La progettazione comprenderà anche gli interventi necessari sulla rete viaria esistente, con l’obiettivo di migliorare la fluidità e la sostenibilità degli spostamenti tra l’Isola bergamasca e la Brianza lecchese. “L’opera si inserisce inoltre nel più ampio programma di potenziamento dell’accessibilità all’aeroporto di Bergamo Orio al Serio e di raddoppio della linea ferroviaria Ponte San Pietro-Carnate-Seregno” prosegue la nota della Regione.

“A valle dell’elaborazione del progetto di fattibilità tecnico-economica partirà poi l’iter autorizzativo – ha conclusoTerzi – che prevede il coinvolgimento dei territori. È prematuro stimare delle tempistiche, ma ci auspichiamo possano essere ragionevoli, vista l’importanza che riveste il ponte. L’obiettivo di tutti, come sempre ribadito, deve essere quello di essere propositivi per garantire un nuovo collegamento tra Calusco e Paderno nel più breve tempo possibile. Una sfida progettuale lanciata a livello europeo con l’auspicio che la restituzione sia quella di una nuova immagine del paesaggio lombardo in cui il passato dialoghi e conviva in armonia con la contemporaneità”.

Esulta il Comune di Calusco

Esulta l’Amministrazione comunale di Calusco d’Adda, dove maggioranza e minoranza viaggiano ormai a braccetto dopo un ordine del giorno approvato all’unanimità nell’ultimo Consiglio comunale sul fronte del futuro ponte.
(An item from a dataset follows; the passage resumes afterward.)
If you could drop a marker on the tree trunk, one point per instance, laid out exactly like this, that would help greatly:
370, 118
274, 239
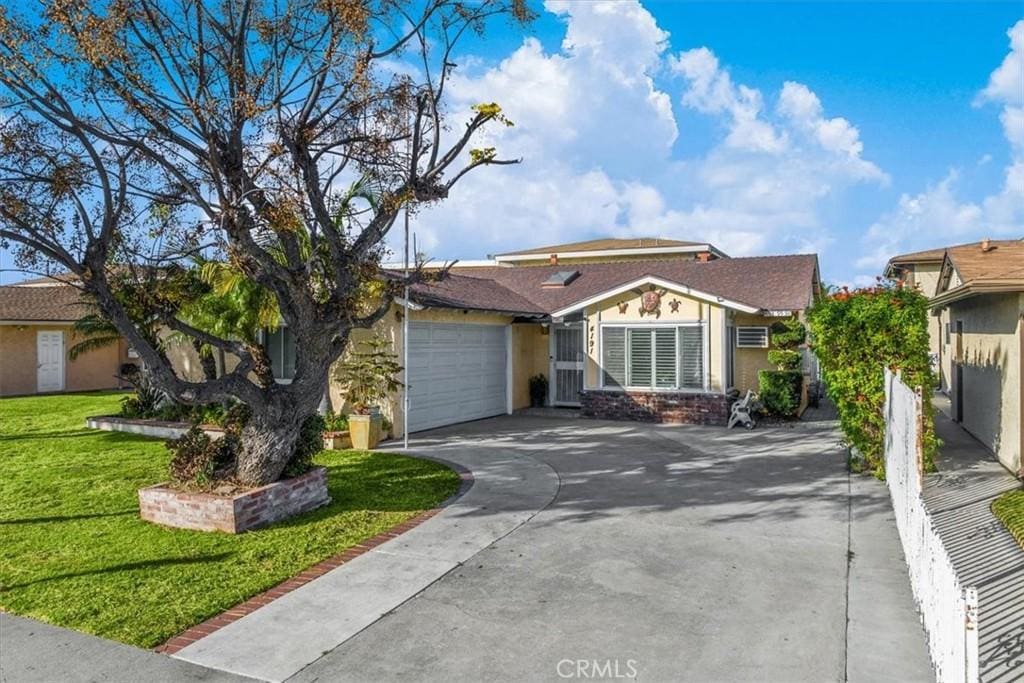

“La pubblicazione del bando rappresenta un passaggio importante, più volte sollecitato dall’Amministrazione Comunale nei confronti di RFI, affinché si potesse dare avvio a una fase concreta del percorso progettuale e decisionale relativo alla nuova infrastruttura – scrive l’Amministrazione sui social – È importante evidenziare che il bando non individua ancora una collocazione definitiva del nuovo ponte tra le diverse soluzioni analizzate. I progettisti dovranno infatti sviluppare le proprie proposte tenendo conto degli esiti del Dibattito Pubblico conclusosi nel 2025, comprese le richieste emerse dal territorio in merito alla mitigazione degli impatti ambientali, paesaggistici e urbanistici dell’opera. Proprio perché il tracciato definitivo non è stato ancora individuato, il Comune di Calusco d’Adda, in continuità con il lavoro svolto insieme ai Comuni dell’Isola Bergamasca, si farà nuovamente promotore delle istanze già condivise dal territorio, affinché possano essere adeguatamente considerate nelle successive fasi di valutazione e nelle decisioni che RFI sarà chiamata ad assumere. L’Amministrazione continuerà a seguire con attenzione l’evoluzione del procedimento, informando puntualmente la cittadinanza sugli sviluppi del progetto”.